As survivors of ex-gay programs ramp up their efforts to draw attention to programs’ harmful effects, the American Psychological Association has said it will review its stance on the issue. According to a policy adopted a decade ago, the ADA opposes therapy that treats homosexuality as an illness, but it does not explicitly oppose “reparative therapy,” as ex-gay programs are often called.
But not all reparative therapy takes place in psychologists’ offices. The programs are often associated with churches and run the gamut from low-pressure support groups to exorcism-like rituals. It’s unclear how a change in the ADA’s policy would affect such programs.
continued…From the Washington Post:
As the APA planned the policy review, it received input from gay-rights groups, including Parents, Families and Friends of Lesbians and Gays.
PFLAG’s executive director, Jody Huckaby, said reparative therapy had been particularly harmful for young gays whose parents insisted on trying to change their sexual orientation. His group contends these efforts can cause depression and suicidal behavior.

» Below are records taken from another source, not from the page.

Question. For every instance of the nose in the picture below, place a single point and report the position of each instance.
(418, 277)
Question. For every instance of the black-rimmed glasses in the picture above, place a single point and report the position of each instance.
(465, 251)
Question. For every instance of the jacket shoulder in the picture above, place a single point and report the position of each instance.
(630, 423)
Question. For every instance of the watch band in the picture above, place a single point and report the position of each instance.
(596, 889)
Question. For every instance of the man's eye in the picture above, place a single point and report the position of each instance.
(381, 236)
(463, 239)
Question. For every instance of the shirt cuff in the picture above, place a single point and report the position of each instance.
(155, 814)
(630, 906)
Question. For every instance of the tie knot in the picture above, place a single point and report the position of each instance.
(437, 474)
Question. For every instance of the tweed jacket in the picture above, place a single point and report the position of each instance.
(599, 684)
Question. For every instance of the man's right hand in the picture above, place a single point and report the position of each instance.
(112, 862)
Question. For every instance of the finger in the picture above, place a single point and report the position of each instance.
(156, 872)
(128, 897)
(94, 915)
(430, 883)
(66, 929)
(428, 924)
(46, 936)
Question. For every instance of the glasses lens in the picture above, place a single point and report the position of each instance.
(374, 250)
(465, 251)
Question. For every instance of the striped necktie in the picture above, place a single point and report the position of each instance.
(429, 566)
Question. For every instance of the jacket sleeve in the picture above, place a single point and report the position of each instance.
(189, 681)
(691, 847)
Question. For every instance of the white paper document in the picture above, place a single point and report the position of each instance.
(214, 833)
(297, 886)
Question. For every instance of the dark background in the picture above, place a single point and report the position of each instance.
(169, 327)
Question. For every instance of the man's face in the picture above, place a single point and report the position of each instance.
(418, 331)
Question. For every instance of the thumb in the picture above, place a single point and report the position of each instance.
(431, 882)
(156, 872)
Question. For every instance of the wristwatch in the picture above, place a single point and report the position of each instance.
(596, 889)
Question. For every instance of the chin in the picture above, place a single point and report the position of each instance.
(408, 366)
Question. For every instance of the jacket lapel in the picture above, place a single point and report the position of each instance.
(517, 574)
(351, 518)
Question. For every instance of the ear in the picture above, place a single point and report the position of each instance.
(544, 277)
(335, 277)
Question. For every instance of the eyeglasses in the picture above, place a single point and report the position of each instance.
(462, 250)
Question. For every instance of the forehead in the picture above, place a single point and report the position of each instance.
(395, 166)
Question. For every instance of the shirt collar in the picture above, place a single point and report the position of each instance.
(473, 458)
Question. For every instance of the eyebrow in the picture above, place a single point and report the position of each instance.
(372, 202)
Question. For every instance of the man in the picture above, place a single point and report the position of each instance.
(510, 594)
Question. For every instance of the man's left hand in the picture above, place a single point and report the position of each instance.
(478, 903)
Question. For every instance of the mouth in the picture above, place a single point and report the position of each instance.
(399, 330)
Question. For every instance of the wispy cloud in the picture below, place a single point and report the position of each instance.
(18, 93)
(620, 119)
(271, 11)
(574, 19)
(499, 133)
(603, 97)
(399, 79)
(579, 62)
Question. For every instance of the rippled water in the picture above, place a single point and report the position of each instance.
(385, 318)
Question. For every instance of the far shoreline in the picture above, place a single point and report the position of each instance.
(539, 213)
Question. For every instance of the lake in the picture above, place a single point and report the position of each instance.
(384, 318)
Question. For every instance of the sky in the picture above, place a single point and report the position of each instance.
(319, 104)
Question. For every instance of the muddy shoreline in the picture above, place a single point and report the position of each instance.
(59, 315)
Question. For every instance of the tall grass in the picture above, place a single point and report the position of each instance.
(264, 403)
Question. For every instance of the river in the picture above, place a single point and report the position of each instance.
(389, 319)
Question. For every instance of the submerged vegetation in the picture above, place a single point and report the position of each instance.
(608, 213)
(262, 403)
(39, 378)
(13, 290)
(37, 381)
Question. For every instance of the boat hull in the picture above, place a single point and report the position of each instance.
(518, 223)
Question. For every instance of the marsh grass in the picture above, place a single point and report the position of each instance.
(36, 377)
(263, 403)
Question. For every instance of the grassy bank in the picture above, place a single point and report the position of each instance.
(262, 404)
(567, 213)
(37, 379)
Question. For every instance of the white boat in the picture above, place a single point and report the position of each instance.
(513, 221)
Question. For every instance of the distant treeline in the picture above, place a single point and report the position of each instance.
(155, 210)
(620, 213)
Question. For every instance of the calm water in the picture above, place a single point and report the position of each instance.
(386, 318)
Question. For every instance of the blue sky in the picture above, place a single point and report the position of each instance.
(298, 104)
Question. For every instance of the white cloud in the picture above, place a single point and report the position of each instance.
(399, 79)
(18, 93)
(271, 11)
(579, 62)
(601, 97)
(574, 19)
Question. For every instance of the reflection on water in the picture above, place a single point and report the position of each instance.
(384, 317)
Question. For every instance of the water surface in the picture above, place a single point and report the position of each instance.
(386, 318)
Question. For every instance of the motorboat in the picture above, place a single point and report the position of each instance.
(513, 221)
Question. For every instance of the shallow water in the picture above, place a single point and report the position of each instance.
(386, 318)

Current APA policy stipulates that no therapy should occur without “informed consent” of a gay or lesbian client. Jason Cianciotto of the National Gay and Lesbian Task Force said he hoped the APA would declare that no young person could ever be deemed to have given informed consent, and thus no reparative therapy would be approved for minors.
The largest ministry that does counsel gays to change their sexual orientation is Exodus International. Its president, Alan Chambers _ who says prayer and therapy enabled him to move away from homosexuality _ is among those apprehensive of the APA review.
“I had hoped for more diversity on that panel,” Chambers said. “I see a lot of people who represent the other side _ who don’t believe that people like me have a right to self-determination.”